La semana pasada se dio a conocer uno de los datos más esperado, la inflación minorista del primer mes del año, el primero completo de la nueva gestión. El resultado indicó una inflación mensual de +2,3% (vs +3,7% mensual en diciembre). El dato se ubicó por debajo de las expectativas del mercado (el REM la había estimado en +3,5%) y en línea con el pronóstico del presidente del Banco Central que había declarado que iba a ser menor a 3%. De esta manera, en los últimos 12 meses el índice de precios al consumidor acumula un aumento de 52,9%. Sin embargo, genera preocupación el hecho de que el componente de Alimentos y bebidas subió un 4,7%, es decir, más del doble de la suba que presentó el promedio. Esto es una alerta, ya que se trata del capítulo del índice que más peso tiene sobre los sectores de menores ingresos. Además, en medio de un período de congelamiento de tarifas de servicios por 180 días, de congelamiento de tarifas de transporte público por 120 días, de estabilidad cambiaria -cepo mediante-, y de programa de precios cuidados vigente, que los precios de los alimentos suban a este ritmo resulta muy preocupante.

Apenas se conoció el dato de inflación, la reacción más inmediata fue la del Banco Central, que anunció un nuevo recorte de la tasa de interés de referencia (leliq), desde 48% a un 44%. Asimismo, se emitió un comunicado, que rige efectivamente a partir de hoy lunes, en el que se establece una baja de las tasas de financiación para MiPymes, a un 35%. Estas medidas intentan aportar a la reactivación de la economía por impulso de demanda.
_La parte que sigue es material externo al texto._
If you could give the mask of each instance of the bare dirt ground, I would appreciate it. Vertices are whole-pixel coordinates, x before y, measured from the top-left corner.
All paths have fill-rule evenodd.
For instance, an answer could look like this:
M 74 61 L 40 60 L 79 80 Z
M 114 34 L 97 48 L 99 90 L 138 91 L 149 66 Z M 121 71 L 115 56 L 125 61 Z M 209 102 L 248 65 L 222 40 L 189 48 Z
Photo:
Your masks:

Finalmente, se conoció la decisión de gobierno en relación al aumento de las jubilaciones, luego de haber suspendido la fórmula de actualización en la ley de Solidaridad aprobada a comienzo del año. La jubilación mínima (que es percibida por el 86% de la masa jubilatoria) tendrá un incremento de $1.500 más un adicional de 2,3% entre marzo y mayo, lo que implica un aumento de 13%, hasta $15.892 (mayor al aumento de 11,56% que hubieran recibido por la fórmula anterior). Para el resto de las jubilaciones, el aumento será menor, quedando por debajo del ajuste previsional anterior y en algunos casos por debajo de la inflación. Las asignaciones familiares y AUH también tendrán un aumento del 13% a partir de marzo. Con estas medidas se estima que el ahorro fiscal del gobierno será entre $3.500 y 5.000 millones por mes entre marzo y mayo (aproximadamente un 0,03% del PBI por mes). El objetivo del gobierno con esta decisión es presentar un ahorro fiscal, en medio de la negociación por la reestructuración de la deuda, atendiendo a la vez las necesidades de los sectores más postergados. Esta medida genera un achatamiento de la pirámide de ingresos jubilatorios, y abre un debate acerca del sistema previsional en nuestro país.

Según la oficina de presupuesto del Congreso, la deuda pública argentina ascendió a U$S 324.449 millones. Esto equivale prácticamente a un PBI anual.